Se trata, a grandes rasgos, de potenciar la presencia extranjera, en especial la europea, frente a la española, así como de profesionalizar el cometido de la feria y dar preferencia a las visitas de interesados del sector y coleccionistas por encima de la afluencia masiva de público. El año pasado la visitaron 148.000 personas.

Pero mientras Arco se reduce con el fin de fortalecerse, las ferias satélites se presentan como alternativa para galerías que no entran en la selección de la primera, tal como sucede en torno a otras grandes ferias de arte. Porque la supervivencia de Arco no solo implica a la propia feria, sino a todo el sistema artístico madrileño (y en gran medida de otras regiones), que realiza la mayor parte de las ventas del año en esos pocos días de feria.

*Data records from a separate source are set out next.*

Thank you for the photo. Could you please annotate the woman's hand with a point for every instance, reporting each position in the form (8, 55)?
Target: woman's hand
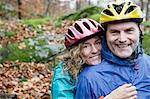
(126, 91)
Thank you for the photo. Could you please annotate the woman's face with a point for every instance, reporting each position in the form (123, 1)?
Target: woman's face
(91, 51)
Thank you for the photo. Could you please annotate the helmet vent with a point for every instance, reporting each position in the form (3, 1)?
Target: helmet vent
(92, 22)
(86, 25)
(129, 3)
(70, 33)
(118, 8)
(130, 9)
(77, 27)
(108, 12)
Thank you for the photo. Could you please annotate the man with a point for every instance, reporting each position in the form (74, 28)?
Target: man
(123, 58)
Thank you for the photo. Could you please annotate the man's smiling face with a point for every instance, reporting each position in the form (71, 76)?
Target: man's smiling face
(123, 38)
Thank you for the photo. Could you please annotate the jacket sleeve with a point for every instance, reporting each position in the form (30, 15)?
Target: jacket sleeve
(86, 89)
(62, 87)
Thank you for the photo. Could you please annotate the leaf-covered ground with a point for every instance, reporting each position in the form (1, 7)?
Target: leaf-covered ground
(27, 80)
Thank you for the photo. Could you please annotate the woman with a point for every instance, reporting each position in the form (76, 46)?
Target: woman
(83, 42)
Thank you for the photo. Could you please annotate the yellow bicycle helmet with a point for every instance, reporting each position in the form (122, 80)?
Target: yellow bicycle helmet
(118, 11)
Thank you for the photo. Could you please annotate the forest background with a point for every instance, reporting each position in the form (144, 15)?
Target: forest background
(32, 35)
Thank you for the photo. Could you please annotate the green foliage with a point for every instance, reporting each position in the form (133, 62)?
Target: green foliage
(35, 22)
(58, 23)
(82, 13)
(10, 33)
(146, 43)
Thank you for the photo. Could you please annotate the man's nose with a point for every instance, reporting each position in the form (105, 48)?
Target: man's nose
(94, 49)
(122, 37)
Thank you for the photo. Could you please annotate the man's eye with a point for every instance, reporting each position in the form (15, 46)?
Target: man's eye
(129, 30)
(99, 42)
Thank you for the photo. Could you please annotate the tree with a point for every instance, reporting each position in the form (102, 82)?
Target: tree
(147, 8)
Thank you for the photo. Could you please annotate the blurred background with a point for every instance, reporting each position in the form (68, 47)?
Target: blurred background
(24, 9)
(32, 36)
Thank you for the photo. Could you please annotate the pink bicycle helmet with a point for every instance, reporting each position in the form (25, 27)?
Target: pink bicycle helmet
(81, 29)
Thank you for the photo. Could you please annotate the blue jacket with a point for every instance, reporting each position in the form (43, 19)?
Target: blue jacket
(63, 85)
(100, 80)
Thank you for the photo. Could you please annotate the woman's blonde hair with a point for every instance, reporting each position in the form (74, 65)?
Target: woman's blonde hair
(73, 60)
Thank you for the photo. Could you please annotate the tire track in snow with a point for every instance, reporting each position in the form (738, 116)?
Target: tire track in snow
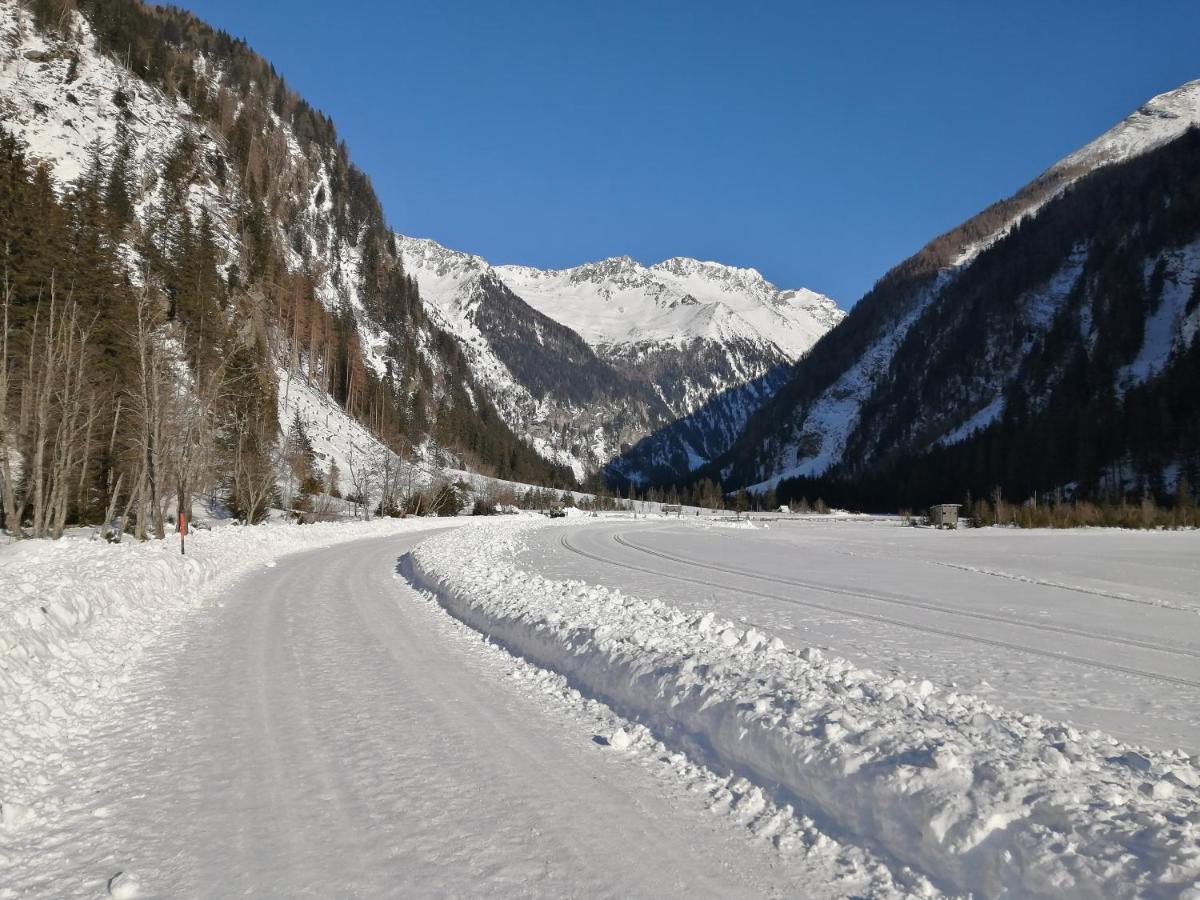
(901, 600)
(876, 617)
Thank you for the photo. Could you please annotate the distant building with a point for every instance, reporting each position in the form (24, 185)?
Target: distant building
(945, 515)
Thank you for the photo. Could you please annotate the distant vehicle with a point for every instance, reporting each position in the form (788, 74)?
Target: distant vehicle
(945, 515)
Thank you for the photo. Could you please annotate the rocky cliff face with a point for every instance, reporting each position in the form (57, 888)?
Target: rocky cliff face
(1075, 298)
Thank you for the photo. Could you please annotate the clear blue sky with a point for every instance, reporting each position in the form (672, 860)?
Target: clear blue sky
(820, 143)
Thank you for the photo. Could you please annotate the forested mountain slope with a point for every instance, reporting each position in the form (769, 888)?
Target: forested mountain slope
(198, 234)
(1047, 343)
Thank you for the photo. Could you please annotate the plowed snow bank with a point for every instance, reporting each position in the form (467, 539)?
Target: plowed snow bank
(979, 798)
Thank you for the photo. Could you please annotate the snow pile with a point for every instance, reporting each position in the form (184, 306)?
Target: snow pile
(76, 615)
(978, 798)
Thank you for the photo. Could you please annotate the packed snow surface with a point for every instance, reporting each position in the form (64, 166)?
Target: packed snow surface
(619, 301)
(976, 796)
(321, 729)
(1097, 627)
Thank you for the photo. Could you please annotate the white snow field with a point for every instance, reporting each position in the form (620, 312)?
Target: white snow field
(1097, 627)
(979, 796)
(319, 729)
(257, 720)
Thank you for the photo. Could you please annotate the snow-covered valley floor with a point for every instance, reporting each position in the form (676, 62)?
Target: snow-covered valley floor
(323, 730)
(1096, 627)
(646, 715)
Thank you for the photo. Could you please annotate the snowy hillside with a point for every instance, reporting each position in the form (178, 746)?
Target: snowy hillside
(682, 339)
(1000, 306)
(621, 301)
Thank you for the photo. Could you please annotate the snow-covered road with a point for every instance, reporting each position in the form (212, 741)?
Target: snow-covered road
(1099, 628)
(327, 731)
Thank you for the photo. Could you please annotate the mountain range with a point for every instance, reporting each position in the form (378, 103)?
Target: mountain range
(1045, 345)
(591, 360)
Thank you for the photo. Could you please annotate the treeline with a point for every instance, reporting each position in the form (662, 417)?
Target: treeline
(130, 384)
(1072, 421)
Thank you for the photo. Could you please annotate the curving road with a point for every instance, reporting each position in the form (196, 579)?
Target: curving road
(1080, 627)
(328, 732)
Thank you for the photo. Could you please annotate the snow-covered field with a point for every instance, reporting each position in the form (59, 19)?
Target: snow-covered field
(252, 719)
(978, 796)
(1101, 628)
(76, 617)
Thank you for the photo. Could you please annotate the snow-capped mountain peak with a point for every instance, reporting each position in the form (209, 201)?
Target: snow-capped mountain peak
(619, 301)
(1155, 123)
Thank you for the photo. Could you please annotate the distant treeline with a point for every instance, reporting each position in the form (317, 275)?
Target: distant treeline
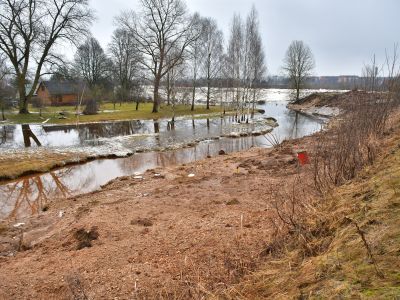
(349, 82)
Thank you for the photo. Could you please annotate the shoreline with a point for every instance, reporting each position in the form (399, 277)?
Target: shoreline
(221, 205)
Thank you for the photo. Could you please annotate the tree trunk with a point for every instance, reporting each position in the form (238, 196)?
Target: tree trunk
(254, 104)
(156, 100)
(23, 100)
(168, 89)
(193, 94)
(208, 80)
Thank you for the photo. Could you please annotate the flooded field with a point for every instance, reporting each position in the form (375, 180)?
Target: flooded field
(206, 137)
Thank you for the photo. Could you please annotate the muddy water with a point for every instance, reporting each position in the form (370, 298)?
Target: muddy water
(29, 195)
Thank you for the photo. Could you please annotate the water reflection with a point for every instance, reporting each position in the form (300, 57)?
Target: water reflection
(29, 195)
(28, 135)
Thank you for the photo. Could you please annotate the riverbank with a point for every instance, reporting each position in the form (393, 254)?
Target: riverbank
(136, 137)
(107, 112)
(182, 230)
(200, 230)
(196, 230)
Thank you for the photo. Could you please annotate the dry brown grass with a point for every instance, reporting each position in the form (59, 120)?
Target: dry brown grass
(357, 262)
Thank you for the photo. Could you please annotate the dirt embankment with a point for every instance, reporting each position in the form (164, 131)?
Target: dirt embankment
(201, 229)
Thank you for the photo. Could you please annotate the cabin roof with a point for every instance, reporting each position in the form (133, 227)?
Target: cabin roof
(61, 87)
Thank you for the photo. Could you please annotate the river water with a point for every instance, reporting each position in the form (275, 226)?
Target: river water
(30, 194)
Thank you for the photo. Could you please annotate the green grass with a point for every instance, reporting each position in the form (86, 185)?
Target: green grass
(126, 111)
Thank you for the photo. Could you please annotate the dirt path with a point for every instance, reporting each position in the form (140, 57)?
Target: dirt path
(168, 235)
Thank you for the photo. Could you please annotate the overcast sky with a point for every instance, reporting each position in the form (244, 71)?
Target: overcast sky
(343, 34)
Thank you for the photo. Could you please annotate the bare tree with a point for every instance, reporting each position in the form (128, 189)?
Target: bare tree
(162, 28)
(255, 57)
(91, 62)
(212, 53)
(370, 74)
(125, 60)
(235, 56)
(4, 71)
(298, 65)
(29, 32)
(194, 52)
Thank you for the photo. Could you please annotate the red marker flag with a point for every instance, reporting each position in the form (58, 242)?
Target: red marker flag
(303, 158)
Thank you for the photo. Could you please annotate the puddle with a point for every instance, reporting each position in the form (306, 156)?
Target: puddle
(28, 195)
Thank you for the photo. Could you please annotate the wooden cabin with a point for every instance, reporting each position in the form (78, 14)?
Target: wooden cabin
(58, 93)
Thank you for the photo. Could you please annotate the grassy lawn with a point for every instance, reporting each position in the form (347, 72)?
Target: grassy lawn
(127, 111)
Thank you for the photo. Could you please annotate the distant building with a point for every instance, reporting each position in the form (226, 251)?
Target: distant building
(58, 93)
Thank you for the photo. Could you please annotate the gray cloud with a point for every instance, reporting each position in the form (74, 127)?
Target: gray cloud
(343, 34)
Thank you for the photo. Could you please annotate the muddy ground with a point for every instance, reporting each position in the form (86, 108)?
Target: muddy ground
(168, 235)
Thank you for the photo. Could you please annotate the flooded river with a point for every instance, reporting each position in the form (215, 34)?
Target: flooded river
(29, 195)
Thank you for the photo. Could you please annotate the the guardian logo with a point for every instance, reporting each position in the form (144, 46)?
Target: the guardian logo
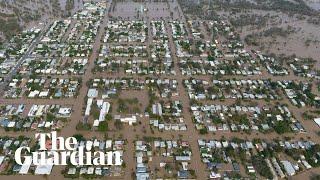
(63, 149)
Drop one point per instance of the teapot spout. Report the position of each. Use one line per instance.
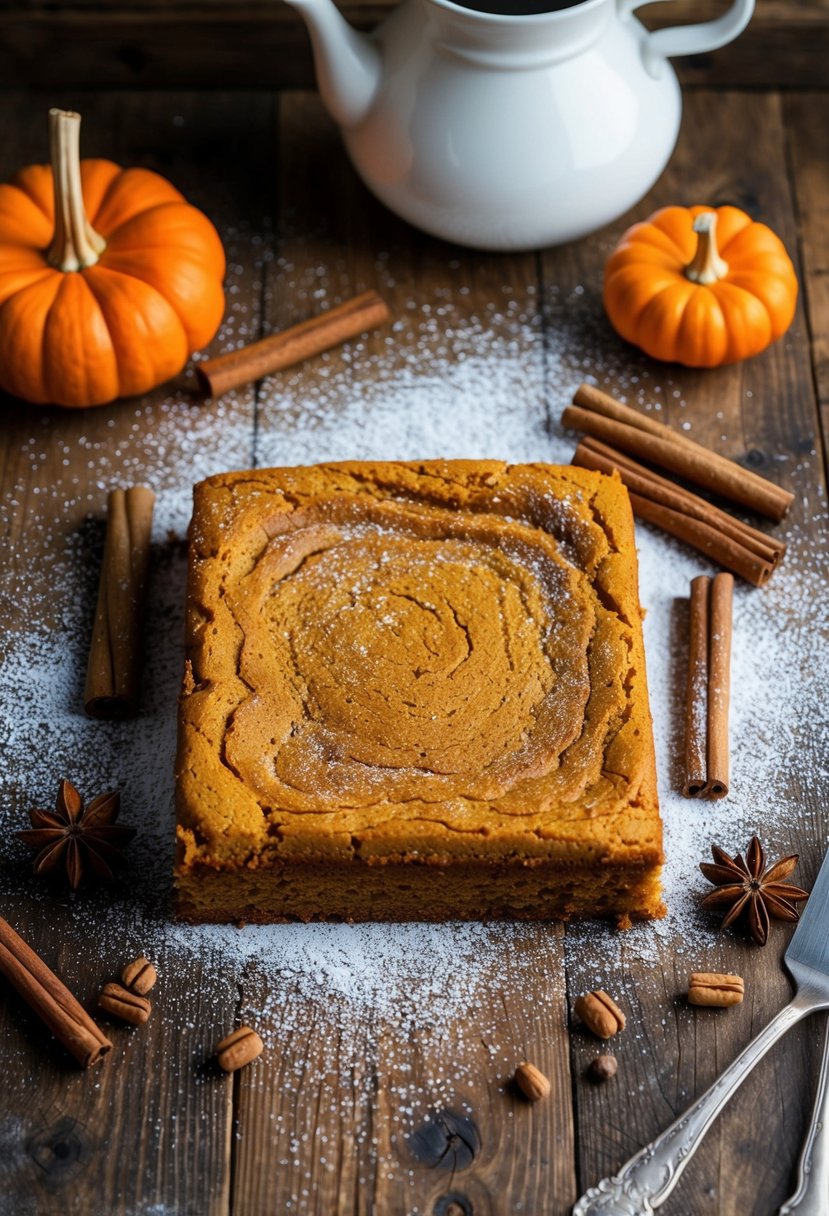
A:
(348, 63)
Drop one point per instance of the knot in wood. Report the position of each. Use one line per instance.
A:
(452, 1204)
(58, 1149)
(445, 1141)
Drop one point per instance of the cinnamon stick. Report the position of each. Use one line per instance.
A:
(725, 540)
(303, 341)
(697, 691)
(718, 693)
(49, 997)
(598, 415)
(113, 674)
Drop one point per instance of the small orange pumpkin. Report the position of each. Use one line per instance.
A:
(107, 305)
(670, 291)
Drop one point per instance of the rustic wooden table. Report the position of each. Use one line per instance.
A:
(374, 1114)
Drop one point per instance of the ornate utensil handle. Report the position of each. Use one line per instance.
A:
(812, 1194)
(649, 1177)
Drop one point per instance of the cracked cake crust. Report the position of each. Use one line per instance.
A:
(415, 691)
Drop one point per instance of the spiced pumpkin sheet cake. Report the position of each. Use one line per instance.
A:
(415, 691)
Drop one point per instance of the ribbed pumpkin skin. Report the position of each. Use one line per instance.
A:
(652, 303)
(119, 327)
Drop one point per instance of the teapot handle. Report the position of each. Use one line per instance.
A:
(706, 35)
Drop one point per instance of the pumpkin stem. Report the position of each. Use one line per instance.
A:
(706, 265)
(75, 243)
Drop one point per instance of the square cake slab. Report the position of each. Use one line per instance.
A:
(415, 691)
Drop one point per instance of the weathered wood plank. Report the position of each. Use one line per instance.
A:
(807, 124)
(148, 1129)
(762, 414)
(423, 1092)
(254, 44)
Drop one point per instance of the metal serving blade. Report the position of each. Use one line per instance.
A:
(649, 1177)
(810, 945)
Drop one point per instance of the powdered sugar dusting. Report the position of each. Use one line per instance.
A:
(441, 386)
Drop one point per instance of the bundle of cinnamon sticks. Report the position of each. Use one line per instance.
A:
(619, 434)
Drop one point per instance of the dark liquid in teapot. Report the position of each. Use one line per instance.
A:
(517, 7)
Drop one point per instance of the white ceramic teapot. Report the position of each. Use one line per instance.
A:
(508, 130)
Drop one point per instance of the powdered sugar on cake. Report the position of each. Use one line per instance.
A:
(446, 387)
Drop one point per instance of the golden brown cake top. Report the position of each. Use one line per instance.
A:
(415, 659)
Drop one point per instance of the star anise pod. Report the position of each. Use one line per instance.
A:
(78, 836)
(749, 889)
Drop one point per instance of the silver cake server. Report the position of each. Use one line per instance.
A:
(649, 1177)
(812, 1194)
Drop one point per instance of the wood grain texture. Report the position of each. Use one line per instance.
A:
(761, 414)
(807, 120)
(107, 1140)
(248, 43)
(368, 1116)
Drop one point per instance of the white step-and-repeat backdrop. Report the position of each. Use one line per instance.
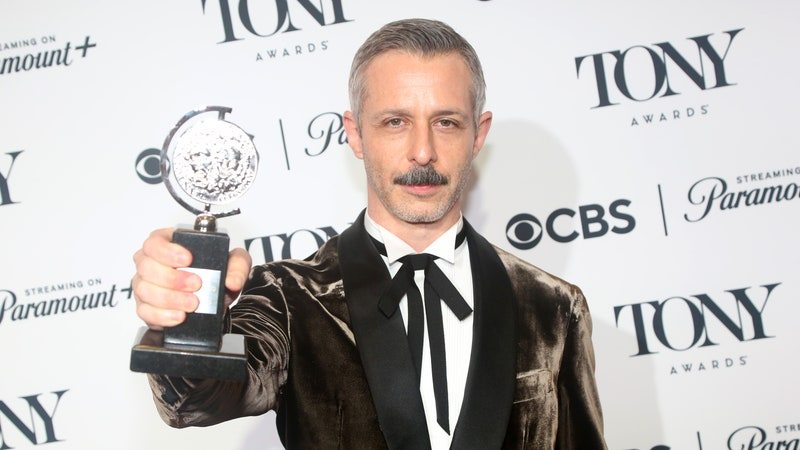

Por un lado, los museos, salas de exposiciones y galerías suelen reservar sus mejores exposiciones para estas fechas. Por otro, este año hay cinco ferias paralelas a Arco: JustMad (en esta, su segunda edición, se celebra en la calle de Velázquez, 29), con 52 expositores de 12 países, pretende aglutinar el arte contemporáneo emergente e inaugura también un espacio para el diseño en JustMad Design y otro para el arte sonoro en el metro de Madrid, titulado Metro Sound. Art Madrid (Pabellón de Cristal de la Casa de Campo) reúne en su sexta edición a 61 galerías. Mantiene su sección de arte joven, con otras 13 galerías, y presenta por primera vez 9 instalaciones artísticas. MadridDeArte (Palacio de Congresos) llega a su décimo año abriendo su entrada principal por los jardines del paseo de la Castellana, en los que se instalarán esculturas. No solo se presentan galerías comerciales sino también artistas individuales con sus obras. Y por último, FLECHA (centro comercial Arturo Soria), que surgió en 1991 como siglas de una Feria de Liberación de Espacios Comerciales Hacia el Arte. Lo que le faltaba a Arco, según ellos. Desde entonces se ha convertido cada año en un espacio para que se vean las obras de los artistas, en esta ocasión 53, entre los que se cuentan Ouka Leele, Ceesepe y El Hortelano.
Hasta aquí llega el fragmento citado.